Como exemplo de uso da razoabilidade para se fixar uma interpretação, pode-se citar o acórdão proferido pelo Tribunal Regional Federal da 5ª Região na Apelação Cível n. 00142043720114058100, em que se analisou sanção por inobservância da norma que, nas operações internacionais, obriga o contribuinte a apresentar a via original da fatura comercial, assinada pelo exportador.
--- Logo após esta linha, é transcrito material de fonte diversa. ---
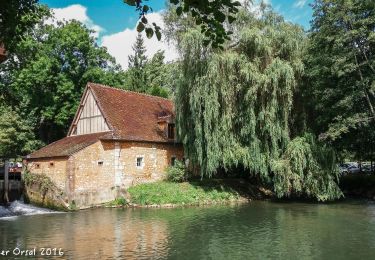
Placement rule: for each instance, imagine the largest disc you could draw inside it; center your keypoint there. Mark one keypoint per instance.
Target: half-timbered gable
(117, 139)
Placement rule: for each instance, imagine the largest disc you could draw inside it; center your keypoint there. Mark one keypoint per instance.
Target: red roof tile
(66, 146)
(133, 116)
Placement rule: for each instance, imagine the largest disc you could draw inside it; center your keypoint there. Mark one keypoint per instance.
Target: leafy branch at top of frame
(210, 15)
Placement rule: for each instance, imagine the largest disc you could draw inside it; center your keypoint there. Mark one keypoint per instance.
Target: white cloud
(300, 3)
(79, 13)
(119, 45)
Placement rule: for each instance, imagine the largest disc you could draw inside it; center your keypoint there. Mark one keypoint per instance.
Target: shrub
(177, 172)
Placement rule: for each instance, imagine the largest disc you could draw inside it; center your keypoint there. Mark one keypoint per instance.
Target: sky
(114, 22)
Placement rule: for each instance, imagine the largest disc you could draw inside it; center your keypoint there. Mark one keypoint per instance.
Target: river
(258, 230)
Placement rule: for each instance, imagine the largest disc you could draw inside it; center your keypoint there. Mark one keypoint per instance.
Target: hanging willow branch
(234, 108)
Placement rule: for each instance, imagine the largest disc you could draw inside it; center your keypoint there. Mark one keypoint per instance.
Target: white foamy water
(18, 208)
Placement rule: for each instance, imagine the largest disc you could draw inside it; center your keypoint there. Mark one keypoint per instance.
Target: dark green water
(259, 230)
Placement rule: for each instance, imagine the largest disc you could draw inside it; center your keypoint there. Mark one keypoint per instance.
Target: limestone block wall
(94, 174)
(156, 158)
(55, 168)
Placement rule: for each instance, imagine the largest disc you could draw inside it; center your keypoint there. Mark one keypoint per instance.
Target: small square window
(173, 161)
(171, 131)
(140, 162)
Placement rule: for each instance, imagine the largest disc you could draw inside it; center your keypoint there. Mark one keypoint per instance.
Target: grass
(186, 193)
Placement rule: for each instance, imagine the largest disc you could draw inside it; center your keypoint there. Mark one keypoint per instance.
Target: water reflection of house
(117, 139)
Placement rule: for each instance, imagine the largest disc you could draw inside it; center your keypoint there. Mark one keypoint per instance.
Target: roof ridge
(128, 91)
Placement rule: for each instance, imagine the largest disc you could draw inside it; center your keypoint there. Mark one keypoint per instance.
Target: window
(140, 162)
(171, 130)
(173, 160)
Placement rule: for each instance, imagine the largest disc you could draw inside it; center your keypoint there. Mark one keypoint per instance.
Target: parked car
(343, 170)
(15, 167)
(354, 169)
(367, 168)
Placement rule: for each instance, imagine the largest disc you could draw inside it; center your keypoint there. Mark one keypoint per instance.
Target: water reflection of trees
(260, 230)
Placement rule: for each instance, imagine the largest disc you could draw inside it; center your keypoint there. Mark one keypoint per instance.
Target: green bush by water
(177, 173)
(185, 193)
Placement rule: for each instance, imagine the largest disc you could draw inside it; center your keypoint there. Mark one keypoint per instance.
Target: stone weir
(15, 189)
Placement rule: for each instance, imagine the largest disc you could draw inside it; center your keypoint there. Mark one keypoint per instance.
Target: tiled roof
(66, 146)
(133, 116)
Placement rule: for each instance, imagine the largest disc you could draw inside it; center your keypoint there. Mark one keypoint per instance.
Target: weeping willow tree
(234, 108)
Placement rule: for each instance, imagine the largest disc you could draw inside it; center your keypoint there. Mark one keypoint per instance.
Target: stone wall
(104, 170)
(55, 168)
(156, 158)
(94, 175)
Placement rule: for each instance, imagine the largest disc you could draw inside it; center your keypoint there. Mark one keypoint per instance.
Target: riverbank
(358, 185)
(199, 192)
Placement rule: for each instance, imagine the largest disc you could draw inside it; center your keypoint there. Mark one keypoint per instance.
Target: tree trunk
(6, 182)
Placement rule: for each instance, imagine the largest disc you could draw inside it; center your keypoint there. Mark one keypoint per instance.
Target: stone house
(117, 139)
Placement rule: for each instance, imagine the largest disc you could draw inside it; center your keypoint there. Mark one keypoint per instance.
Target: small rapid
(18, 208)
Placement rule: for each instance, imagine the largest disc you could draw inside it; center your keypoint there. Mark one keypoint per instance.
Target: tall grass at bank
(185, 193)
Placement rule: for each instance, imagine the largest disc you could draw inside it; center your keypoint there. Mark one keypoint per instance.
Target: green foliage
(47, 72)
(152, 76)
(340, 75)
(192, 193)
(306, 168)
(18, 17)
(17, 136)
(209, 15)
(235, 107)
(120, 201)
(177, 172)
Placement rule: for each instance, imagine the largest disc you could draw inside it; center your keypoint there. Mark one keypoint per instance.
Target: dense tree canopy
(340, 74)
(151, 76)
(47, 72)
(234, 108)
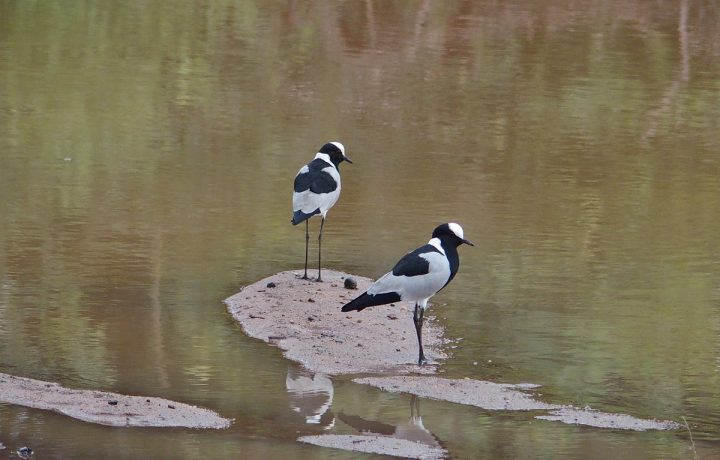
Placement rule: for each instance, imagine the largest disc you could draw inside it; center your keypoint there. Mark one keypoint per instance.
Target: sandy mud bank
(106, 408)
(303, 318)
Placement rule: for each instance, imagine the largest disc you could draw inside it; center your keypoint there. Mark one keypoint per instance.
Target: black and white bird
(317, 188)
(419, 275)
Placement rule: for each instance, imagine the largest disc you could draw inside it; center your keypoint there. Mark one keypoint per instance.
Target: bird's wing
(418, 275)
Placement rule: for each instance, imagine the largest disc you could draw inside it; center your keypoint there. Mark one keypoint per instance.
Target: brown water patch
(106, 408)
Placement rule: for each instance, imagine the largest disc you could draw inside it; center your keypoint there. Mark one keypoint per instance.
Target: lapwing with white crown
(317, 188)
(419, 275)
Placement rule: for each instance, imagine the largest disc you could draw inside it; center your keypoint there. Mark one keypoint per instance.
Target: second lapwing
(419, 275)
(316, 190)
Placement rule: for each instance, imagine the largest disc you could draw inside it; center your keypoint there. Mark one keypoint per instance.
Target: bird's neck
(451, 253)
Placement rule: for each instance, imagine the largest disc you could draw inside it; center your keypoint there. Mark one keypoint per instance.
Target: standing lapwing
(419, 275)
(317, 188)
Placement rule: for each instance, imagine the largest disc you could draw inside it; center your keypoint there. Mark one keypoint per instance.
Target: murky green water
(147, 153)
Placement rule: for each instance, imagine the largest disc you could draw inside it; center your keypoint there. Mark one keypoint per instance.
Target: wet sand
(383, 445)
(500, 396)
(106, 408)
(303, 318)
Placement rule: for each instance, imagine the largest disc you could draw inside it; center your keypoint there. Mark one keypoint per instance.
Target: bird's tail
(299, 216)
(370, 300)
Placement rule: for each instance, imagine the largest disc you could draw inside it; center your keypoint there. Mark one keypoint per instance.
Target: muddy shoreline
(106, 408)
(303, 319)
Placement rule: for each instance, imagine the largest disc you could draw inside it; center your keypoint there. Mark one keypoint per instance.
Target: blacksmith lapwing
(317, 188)
(419, 275)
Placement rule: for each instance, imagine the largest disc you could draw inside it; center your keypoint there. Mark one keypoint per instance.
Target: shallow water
(147, 153)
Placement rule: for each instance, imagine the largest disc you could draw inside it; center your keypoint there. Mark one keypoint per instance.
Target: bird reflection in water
(311, 395)
(413, 430)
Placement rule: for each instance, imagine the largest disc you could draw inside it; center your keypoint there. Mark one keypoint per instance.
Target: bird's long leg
(307, 242)
(418, 319)
(322, 223)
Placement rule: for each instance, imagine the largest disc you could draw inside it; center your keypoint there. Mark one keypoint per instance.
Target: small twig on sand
(692, 442)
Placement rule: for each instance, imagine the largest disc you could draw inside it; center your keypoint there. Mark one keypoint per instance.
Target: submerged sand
(383, 445)
(106, 408)
(499, 396)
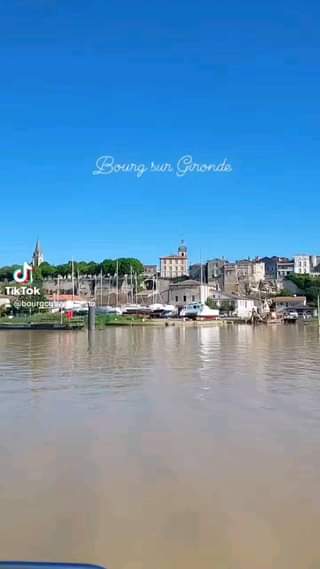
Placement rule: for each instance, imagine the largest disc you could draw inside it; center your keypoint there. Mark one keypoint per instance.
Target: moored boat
(199, 311)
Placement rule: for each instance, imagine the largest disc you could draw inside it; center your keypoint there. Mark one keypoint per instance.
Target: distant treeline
(125, 266)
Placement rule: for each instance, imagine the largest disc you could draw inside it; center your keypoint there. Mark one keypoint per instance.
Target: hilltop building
(38, 256)
(174, 266)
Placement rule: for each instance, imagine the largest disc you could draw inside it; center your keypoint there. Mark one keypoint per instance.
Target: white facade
(302, 264)
(174, 266)
(187, 292)
(244, 307)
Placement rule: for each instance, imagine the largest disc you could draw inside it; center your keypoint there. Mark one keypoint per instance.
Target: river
(162, 448)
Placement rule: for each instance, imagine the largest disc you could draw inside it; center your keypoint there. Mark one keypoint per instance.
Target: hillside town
(243, 289)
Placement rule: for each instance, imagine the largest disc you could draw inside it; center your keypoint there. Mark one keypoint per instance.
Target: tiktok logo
(24, 275)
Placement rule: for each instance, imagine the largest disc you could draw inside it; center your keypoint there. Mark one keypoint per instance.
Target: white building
(302, 264)
(174, 266)
(186, 292)
(244, 307)
(305, 264)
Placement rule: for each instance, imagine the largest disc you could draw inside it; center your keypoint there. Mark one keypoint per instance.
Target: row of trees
(124, 266)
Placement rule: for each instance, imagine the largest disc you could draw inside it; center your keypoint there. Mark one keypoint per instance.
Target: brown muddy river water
(162, 448)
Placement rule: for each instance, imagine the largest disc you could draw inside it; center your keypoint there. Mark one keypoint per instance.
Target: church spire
(37, 257)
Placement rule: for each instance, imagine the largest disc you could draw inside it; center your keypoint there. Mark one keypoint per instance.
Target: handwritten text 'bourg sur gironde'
(106, 165)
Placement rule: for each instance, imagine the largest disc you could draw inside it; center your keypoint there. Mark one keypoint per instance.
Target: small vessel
(199, 311)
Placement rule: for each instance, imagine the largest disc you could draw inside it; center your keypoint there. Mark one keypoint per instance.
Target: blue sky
(145, 81)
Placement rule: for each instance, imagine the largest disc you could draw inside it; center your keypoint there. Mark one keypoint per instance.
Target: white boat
(108, 310)
(199, 311)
A discussão deu-se no caso concreto por um motivo só: a fatura

original estava assinada por meio de chancela e não de “próprio punho”, como queria o Fisco,

matéria na época: “Art. 553 – A declaração de importação será instruída com [...] II – a via original da fatura comercial, assinada pelo exportador”. No Judiciário, decidiu-se o seguinte:

Percebe-se claramente que o legislador, em nenhum momento, fez constar na referida norma a obrigatoriedade de ser a assinatura na fatura comercial feita de próprio punho, mas que sim, seja apenas assinada pelo exportador.

Tal fato, a meu ver, afasta qualquer penalidade aplicada contra a empresa, sobretudo em razão do princípio da razoabilidade.
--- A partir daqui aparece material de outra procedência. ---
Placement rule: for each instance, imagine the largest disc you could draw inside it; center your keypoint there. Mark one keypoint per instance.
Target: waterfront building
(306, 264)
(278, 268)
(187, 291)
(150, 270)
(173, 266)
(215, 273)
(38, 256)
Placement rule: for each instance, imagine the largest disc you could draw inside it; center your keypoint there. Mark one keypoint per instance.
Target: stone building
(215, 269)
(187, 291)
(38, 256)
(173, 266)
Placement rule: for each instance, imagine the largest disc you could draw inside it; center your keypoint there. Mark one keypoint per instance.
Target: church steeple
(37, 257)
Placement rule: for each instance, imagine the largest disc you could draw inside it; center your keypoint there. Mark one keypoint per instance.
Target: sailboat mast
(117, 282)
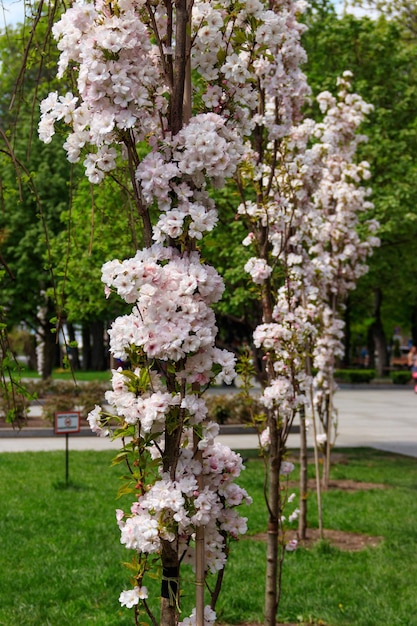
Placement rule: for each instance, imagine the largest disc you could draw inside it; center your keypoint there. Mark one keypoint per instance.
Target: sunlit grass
(61, 558)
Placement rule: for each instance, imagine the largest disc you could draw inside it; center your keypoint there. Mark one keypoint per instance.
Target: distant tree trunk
(413, 320)
(302, 520)
(348, 335)
(85, 332)
(98, 352)
(274, 548)
(73, 352)
(371, 347)
(49, 352)
(379, 334)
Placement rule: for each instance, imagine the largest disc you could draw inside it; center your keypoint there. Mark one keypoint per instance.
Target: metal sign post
(65, 424)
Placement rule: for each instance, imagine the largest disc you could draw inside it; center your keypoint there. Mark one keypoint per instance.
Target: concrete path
(380, 418)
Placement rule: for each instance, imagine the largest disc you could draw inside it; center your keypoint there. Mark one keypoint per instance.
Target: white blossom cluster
(312, 215)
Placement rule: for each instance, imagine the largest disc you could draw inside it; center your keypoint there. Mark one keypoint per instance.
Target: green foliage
(231, 408)
(60, 545)
(65, 396)
(401, 377)
(354, 376)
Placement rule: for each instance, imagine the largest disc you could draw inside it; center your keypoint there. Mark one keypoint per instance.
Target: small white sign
(67, 423)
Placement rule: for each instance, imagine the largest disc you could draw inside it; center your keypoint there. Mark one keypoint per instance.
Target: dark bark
(50, 350)
(379, 334)
(99, 360)
(347, 335)
(413, 321)
(73, 352)
(86, 347)
(302, 520)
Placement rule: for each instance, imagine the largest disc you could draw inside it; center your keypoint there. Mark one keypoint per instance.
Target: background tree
(384, 73)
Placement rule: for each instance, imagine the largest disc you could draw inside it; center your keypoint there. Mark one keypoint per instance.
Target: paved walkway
(380, 418)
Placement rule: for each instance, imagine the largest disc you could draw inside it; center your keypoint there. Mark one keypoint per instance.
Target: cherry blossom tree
(186, 96)
(132, 65)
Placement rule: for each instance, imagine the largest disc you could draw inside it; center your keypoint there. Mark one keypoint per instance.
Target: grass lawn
(61, 560)
(66, 374)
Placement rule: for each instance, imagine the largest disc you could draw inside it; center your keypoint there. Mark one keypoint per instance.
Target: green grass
(65, 374)
(61, 559)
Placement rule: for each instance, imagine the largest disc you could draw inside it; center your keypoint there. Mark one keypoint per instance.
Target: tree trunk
(302, 520)
(347, 335)
(73, 352)
(379, 334)
(85, 331)
(49, 351)
(413, 320)
(273, 564)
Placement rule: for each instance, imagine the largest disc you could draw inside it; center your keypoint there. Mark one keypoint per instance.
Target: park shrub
(62, 395)
(400, 377)
(232, 408)
(354, 376)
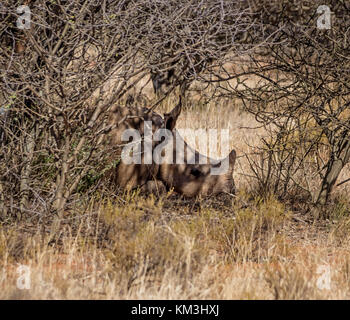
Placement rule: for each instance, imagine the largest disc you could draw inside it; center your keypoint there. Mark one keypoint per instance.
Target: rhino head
(197, 174)
(194, 175)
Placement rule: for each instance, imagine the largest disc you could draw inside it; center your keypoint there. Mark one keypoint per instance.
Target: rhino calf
(189, 178)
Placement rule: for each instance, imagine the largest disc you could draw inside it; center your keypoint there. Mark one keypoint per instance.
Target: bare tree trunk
(28, 150)
(335, 165)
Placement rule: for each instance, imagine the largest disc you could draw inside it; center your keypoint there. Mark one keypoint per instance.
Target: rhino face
(197, 179)
(189, 178)
(193, 178)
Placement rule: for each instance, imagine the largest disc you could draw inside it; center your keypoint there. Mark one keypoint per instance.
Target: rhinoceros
(189, 178)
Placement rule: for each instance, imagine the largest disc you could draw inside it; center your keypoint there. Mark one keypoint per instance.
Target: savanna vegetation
(263, 69)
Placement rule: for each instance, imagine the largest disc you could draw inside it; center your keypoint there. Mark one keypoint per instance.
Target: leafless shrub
(301, 95)
(60, 77)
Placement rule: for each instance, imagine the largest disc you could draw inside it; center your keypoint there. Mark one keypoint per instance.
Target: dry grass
(136, 246)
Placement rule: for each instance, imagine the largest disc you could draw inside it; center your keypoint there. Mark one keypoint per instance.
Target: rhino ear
(171, 117)
(232, 158)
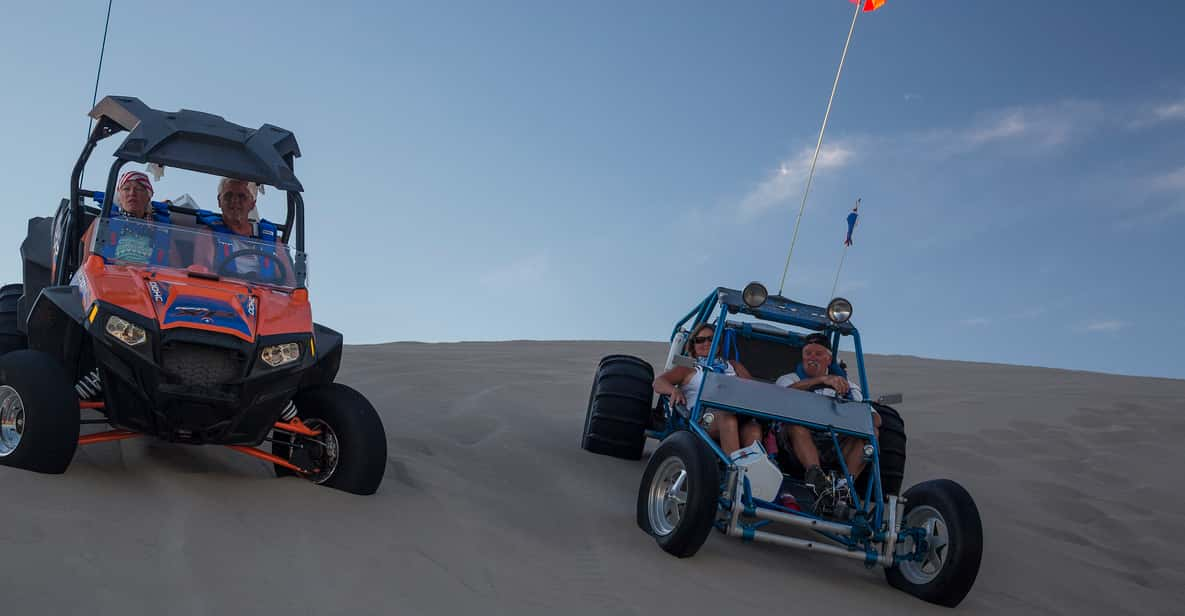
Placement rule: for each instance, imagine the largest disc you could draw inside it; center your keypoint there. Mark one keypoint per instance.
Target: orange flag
(870, 5)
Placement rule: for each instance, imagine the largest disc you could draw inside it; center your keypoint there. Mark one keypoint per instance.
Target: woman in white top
(681, 385)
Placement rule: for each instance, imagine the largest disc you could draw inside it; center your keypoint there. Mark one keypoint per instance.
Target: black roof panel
(203, 142)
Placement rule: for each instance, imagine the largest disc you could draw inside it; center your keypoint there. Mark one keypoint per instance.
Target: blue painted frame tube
(684, 320)
(859, 363)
Registre-se que a impetrante recolheu todos os tributos referentes à importação em si das mercadorias. (BRASIL, 2012j).

Como se vê, ao contrário do que ocorreu no primeiro exemplo, quando se afastaram normas sob o fundamento de que levá-las em conta atentaria contra a razoabilidade, no segundo exemplo a norma foi examinada e interpretada, extraindo-se dela mesma a aplicação mais razoável.

Poder-se-ia fazer uma objeção contra a utilidade de se distinguir essas aplicações da razoabilidade: os dois casos têm resultados idênticos, isto é, o afastamento de uma sanção tributária. Além disso, não há interpretação somente no segundo exemplo, mas também no primeiro, o do IPI, em que as normas infralegais são colocadas em confronto com preceitos legais e constitucionais, em um típico exercício de interpretação sistemática.
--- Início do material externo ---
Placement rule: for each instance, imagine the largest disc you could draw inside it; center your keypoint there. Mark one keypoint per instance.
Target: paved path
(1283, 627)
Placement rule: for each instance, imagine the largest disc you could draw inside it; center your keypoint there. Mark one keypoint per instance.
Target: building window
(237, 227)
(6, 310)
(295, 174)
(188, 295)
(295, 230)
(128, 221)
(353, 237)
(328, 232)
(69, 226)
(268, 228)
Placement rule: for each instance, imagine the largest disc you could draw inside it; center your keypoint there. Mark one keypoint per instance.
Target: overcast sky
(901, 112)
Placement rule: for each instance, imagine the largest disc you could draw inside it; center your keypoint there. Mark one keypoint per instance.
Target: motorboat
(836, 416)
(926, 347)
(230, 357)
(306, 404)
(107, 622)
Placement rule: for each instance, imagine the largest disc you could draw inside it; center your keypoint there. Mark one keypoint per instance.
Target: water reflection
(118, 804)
A resposta a essa objeção começa por se admitir que de fato, em ambos os exemplos, há atividade interpretativa. No entanto, há uma diferença: enquanto no exemplo do IPI duas normas (infralegais) foram implicitamente afastadas, no exemplo da importação nenhuma regra foi afastada. A decisão baseou-se no próprio texto. Mas em ambos os casos falou-se em

“razoabilidade”. No primeiro caso, fez-se um contraste entre normas infraconstitucionais e a

Constituição. No segundo, o texto legal não foi comparado com nenhum texto externo, mas examinado em seus próprios termos.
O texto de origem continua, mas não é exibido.